Predictive metabolomics – a fast-track to personalised medicine?

by | 26th Apr 2006 | News

A new technique for testing how an individual will respond to a drug could be the answer to developing personalised medicines has been developed by scientists at Pfizer and Imperial College London.

A new technique for testing how an individual will respond to a drug could be the answer to developing personalised medicines has been developed by scientists at Pfizer and Imperial College London.

The technique, reported in Nature (April 20), could also be used in clinical research to sort responders from non-responders and identify individuals that may have an adverse reaction to a medicine before they are exposed to therapeutic levels of the drug.

It’s an unfortunate fact that the majority of medicines do not actually work in many patients for whom they are prescribed, because of variations in genetic profiles. This has led to the concept of ‘personalised therapy’, in which medicines are matched to a patient to minimise side effects and optimise clinical efficacy.

But environmental factors such as nutritional status, the bacteria in a patient’s gut, age and whether the patient is suffering from an illness are also critical factors in determining the response to a drug, and simply carrying out a genomic analysis is unlikely to be sufficient to deliver a truly personalised therapy.

The new approach developed by the researchers – called pharmaco-metabonomics – is based on the biology of each individual patient by examining body fluids for metabolic signatures and using computer analyses to try to predict how that person will respond to a drug.

According to Jeremy Nicholson of Imperial, who led the research team, the first stage of the research was to examine animals’ responses to galactosamine, a compound that causes liver damage in some and has no effect in others. The scientists were able to show that it was possible to predict which animals would develop liver damage based on their metabolic profiles, determined using urine testing for many hundreds of metabolites.

They then designed a more complex experiment in which levels of natural metabolites in rats’ urine were examined using nuclear magnetic resonance spectroscopy, a powerful diagnostic tool. The animals were then exposed to a high-dose the analgesic paracetamol, which is known to cause liver damage. Mathematical modelling was used to work out how the pre-dosing metabolic profile equated to the extent of liver damage seen in the rat, and the team identified certain metabolic ‘signatures’ that predicted the severity of the toxicity.

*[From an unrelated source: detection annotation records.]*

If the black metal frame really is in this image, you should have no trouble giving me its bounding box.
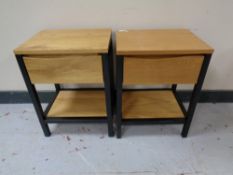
[115,54,212,138]
[16,41,114,137]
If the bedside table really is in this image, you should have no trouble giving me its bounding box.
[116,29,213,138]
[14,29,114,136]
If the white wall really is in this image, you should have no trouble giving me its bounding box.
[0,0,233,90]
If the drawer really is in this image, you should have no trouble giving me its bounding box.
[24,55,103,84]
[124,55,204,85]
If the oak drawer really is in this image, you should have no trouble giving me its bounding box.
[124,55,204,85]
[24,55,103,84]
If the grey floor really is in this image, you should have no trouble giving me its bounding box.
[0,103,233,175]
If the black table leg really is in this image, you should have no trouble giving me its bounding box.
[116,56,124,138]
[16,55,51,136]
[102,51,114,137]
[181,54,211,137]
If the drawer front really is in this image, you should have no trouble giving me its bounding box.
[24,55,103,84]
[124,56,204,85]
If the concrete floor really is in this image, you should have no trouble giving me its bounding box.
[0,103,233,175]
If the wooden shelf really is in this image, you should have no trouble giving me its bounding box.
[122,90,184,119]
[48,90,107,118]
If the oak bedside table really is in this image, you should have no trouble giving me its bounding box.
[116,29,213,138]
[14,29,114,136]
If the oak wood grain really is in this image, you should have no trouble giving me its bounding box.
[116,29,213,55]
[124,55,204,85]
[48,91,107,117]
[122,91,184,119]
[24,55,103,84]
[14,29,111,55]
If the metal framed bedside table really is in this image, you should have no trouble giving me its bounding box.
[116,29,213,138]
[14,29,114,136]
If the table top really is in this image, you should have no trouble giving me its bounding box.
[14,29,111,55]
[116,29,214,55]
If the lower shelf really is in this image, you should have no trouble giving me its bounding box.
[48,90,107,118]
[122,90,184,119]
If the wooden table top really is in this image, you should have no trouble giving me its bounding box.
[14,29,111,55]
[116,29,213,55]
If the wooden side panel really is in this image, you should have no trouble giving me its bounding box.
[124,56,204,85]
[122,91,184,119]
[24,55,103,84]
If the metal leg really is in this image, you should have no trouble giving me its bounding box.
[55,84,61,93]
[102,54,114,137]
[16,55,51,136]
[181,55,211,137]
[116,56,124,138]
[172,84,177,91]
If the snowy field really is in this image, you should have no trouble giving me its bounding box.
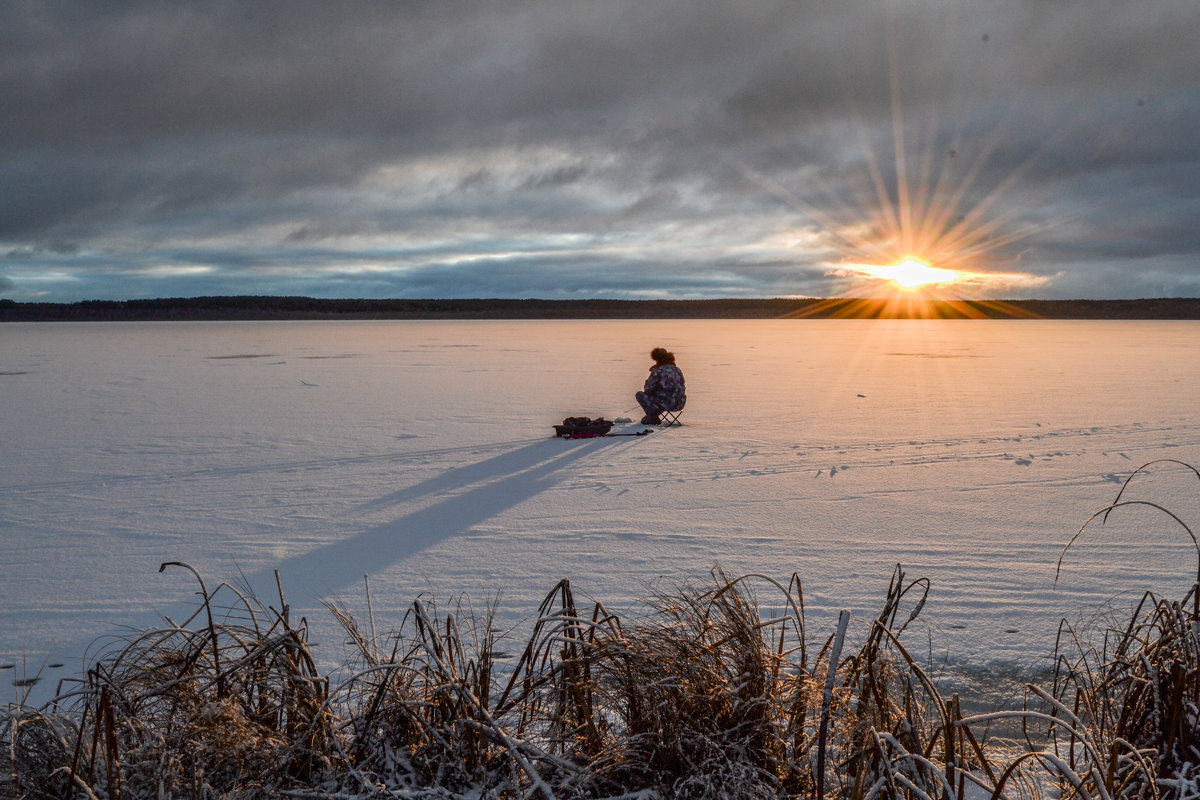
[0,320,1200,699]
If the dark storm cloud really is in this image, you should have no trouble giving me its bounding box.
[0,0,1200,300]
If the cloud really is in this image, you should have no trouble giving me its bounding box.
[0,0,1200,300]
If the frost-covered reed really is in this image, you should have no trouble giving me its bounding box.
[0,462,1200,800]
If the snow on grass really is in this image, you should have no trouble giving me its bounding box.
[0,320,1200,697]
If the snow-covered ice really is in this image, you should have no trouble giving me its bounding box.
[0,320,1200,705]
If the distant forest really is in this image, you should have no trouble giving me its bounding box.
[0,296,1200,321]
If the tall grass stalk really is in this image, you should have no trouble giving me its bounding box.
[0,462,1200,800]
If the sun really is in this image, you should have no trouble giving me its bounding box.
[868,255,959,291]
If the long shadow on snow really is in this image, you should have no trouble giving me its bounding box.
[30,439,609,705]
[246,440,604,597]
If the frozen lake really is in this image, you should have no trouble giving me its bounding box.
[0,320,1200,691]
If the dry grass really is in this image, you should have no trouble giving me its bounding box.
[7,470,1200,800]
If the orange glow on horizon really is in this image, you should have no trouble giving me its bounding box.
[862,255,959,291]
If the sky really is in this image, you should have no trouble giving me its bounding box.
[0,0,1200,302]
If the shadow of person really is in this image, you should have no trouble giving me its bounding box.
[246,440,608,597]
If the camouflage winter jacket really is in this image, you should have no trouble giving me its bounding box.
[644,363,688,411]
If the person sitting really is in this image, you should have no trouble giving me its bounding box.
[636,348,688,425]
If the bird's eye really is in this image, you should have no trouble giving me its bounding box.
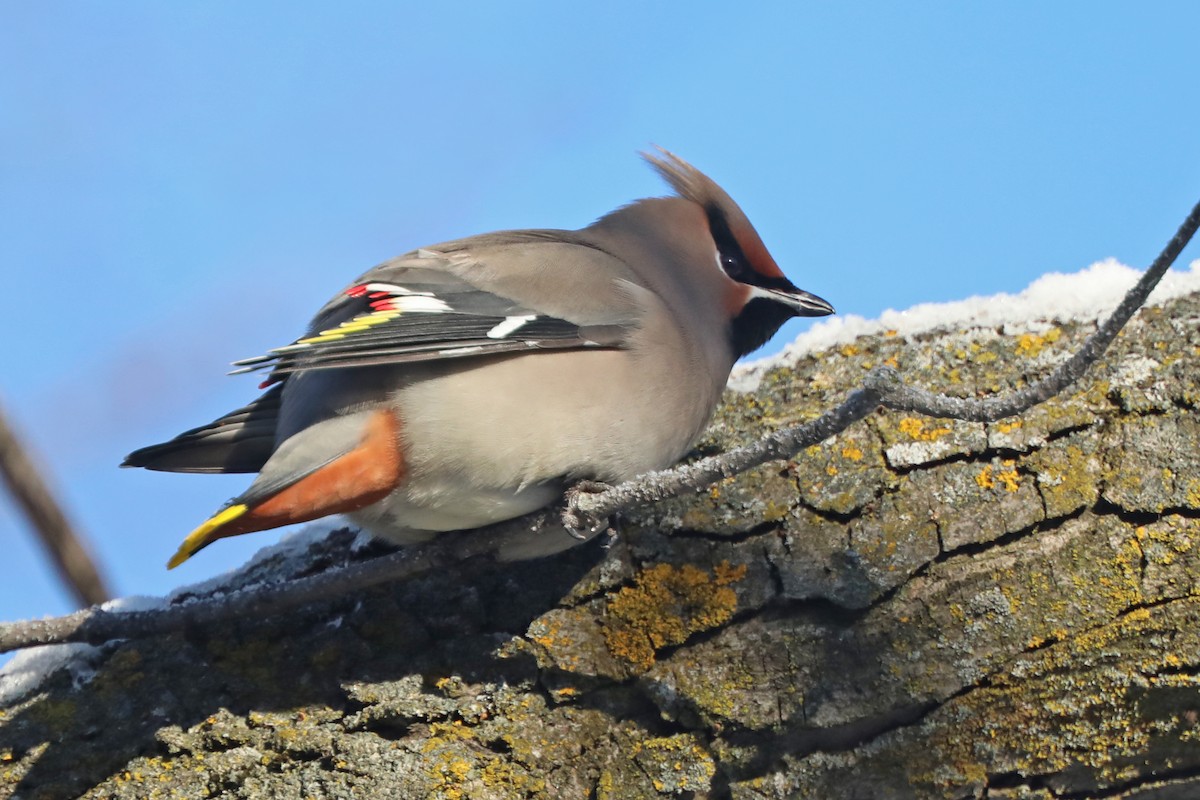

“This new technique is potentially of huge importance to the future of healthcare and the pharmaceutical industry,” commented Nicholson. “

He suggested that the technique could be applied in clinical studies by using sub-toxic doses of drugs to build models that determine drug responses based on metabolic profiling. The resulting data could be used to either rule out patients who would have an adverse reaction to a drug candidate, select for patients who would benefit from the treatment, and determine the most effective dose to boot.

Pharmaco-metabonomics will likely sit alongside pharmacogenomics – which involves trying to determine an individual’s response to treatment simply by looking at their genetic profile – but should be a more powerful tool, said Nicholson.

It was once hoped that pharmacogenomics and the related discipline proteomics – which looks at the expression patterns of proteins in cells – would identify specific signatures that would predict drug response and toxicity, but efforts to date have not uncovered any reliable candidates.

Pharmaco-metabonomics could be a new path towards attaining that goal and “the development of more personalised healthcare for large numbers of patients,” concluded Nicholson.